RHOAIENG-50523 - Unable to upload RAG documents in Gen AI Playground on disconnected clusters

On disconnected clusters, uploading documents in the Gen AI Playground RAG section fails. The progress bar never exceeds 50% because Llama Stack attempts to download the ibm-granite/granite-embedding-125m-english embedding model from HuggingFace, even though the model is already included in the Llama Stack Distribution image in OpenShift AI 3.3.

Workaround

Modify the LlamaStackDistribution custom resource to include the following environment variables:

export MY_PROJECT=my-project

oc patch llamastackdistribution lsd-genai-playground \
  -n $MY_PROJECT \
  --type='json' \
  -p='[
    {
      "op": "add",
      "path": "/spec/server/containerSpec/env/-",
      "value": {
        "name": "SENTENCE_TRANSFORMERS_HOME",
        "value": "/opt/app-root/src/.cache/huggingface/hub"
      }
    },
    {
      "op": "add",
      "path": "/spec/server/containerSpec/env/-",
      "value": {
        "name": "HF_HUB_OFFLINE",
        "value": "1"
      }
    },
    {
      "op": "add",
      "path": "/spec/server/containerSpec/env/-",
      "value": {
        "name": "TRANSFORMERS_OFFLINE",
        "value": "1"
      }
    },
    {
      "op": "add",
      "path": "/spec/server/containerSpec/env/-",
      "value": {
        "name": "HF_DATASETS_OFFLINE",
        "value": "1"
      }
    }
  ]'

The Llama Stack pod restarts automatically after applying this configuration.

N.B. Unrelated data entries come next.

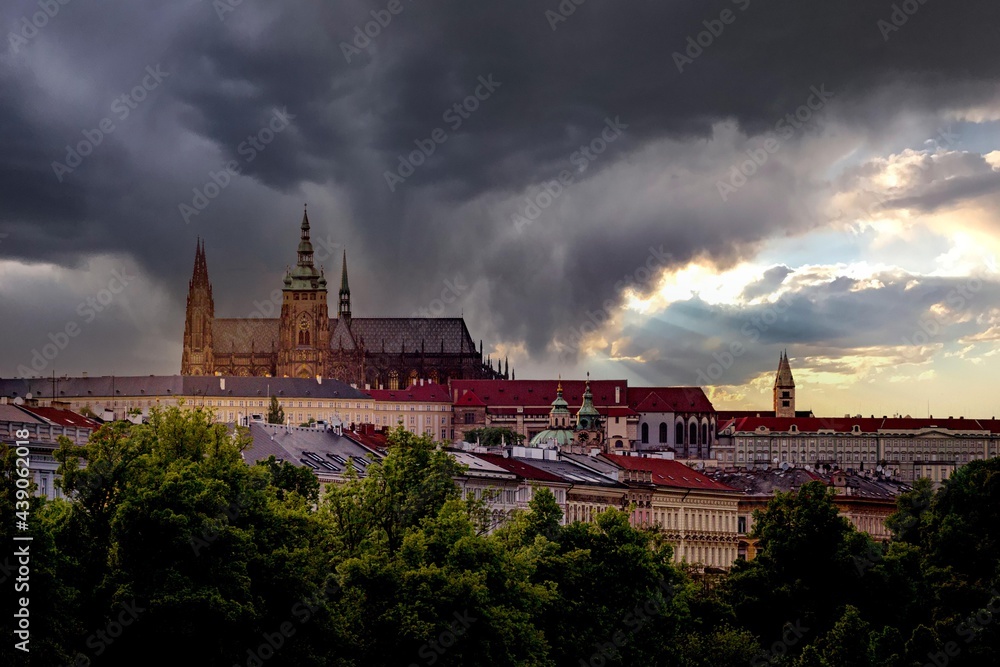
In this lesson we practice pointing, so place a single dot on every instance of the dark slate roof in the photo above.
(570, 472)
(62, 417)
(427, 392)
(669, 399)
(766, 482)
(667, 472)
(408, 332)
(11, 413)
(208, 385)
(239, 334)
(398, 333)
(541, 393)
(174, 385)
(327, 451)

RHAIENG-2827 - Unsecured routes created by older CodeFlare SDK versions

Existing 2.x workbenches continue to use an older version of the CodeFlare SDK when used in OpenShift AI 3.x. The older version of the SDK creates unsecured OpenShift routes on behalf of the user.

Workaround
To resolve this issue, update your workbench to the latest image provided in OpenShift AI 3.x before using CodeFlare SDK.

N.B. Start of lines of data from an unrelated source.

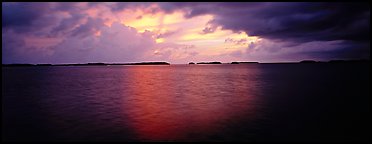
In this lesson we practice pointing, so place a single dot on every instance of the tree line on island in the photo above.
(190, 63)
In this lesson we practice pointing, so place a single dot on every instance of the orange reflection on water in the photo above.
(187, 103)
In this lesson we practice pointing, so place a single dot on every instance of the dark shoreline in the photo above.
(200, 63)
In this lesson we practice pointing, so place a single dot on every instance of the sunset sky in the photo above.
(183, 32)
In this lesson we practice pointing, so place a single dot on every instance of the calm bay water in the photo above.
(253, 102)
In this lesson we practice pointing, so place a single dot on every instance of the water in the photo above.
(254, 102)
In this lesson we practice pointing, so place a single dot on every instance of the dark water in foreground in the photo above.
(254, 102)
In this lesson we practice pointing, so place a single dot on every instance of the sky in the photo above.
(72, 32)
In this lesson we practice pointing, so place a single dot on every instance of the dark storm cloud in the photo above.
(300, 22)
(21, 16)
(293, 23)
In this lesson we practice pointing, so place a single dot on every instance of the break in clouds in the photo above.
(98, 32)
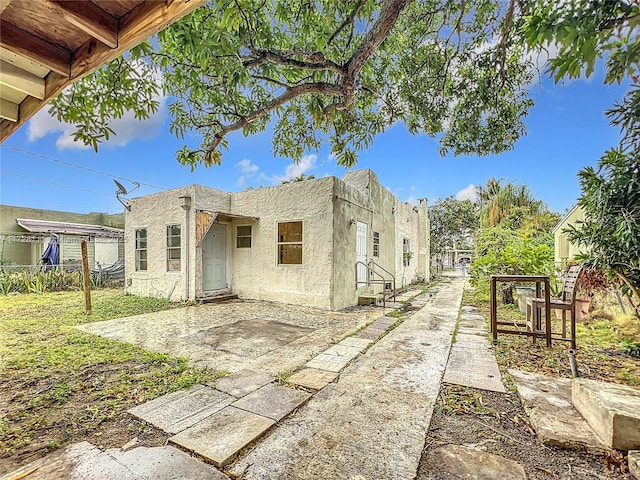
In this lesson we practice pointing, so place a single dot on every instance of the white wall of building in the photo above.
(328, 209)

RHOAIENG-48867 - TrainJob fails to resume after Red Hat OpenShift AI upgrade due to immutable JobSet spec

TrainJobs that are suspended (e.g., queued by Kueue) before a Red Hat OpenShift AI upgrade cannot resume after the upgrade completes. The Trainer controller fails to update the immutable JobSet spec.replicatedJobs field.

Workaround
To resolve this issue, delete and recreate the affected TrainJob after the upgrade.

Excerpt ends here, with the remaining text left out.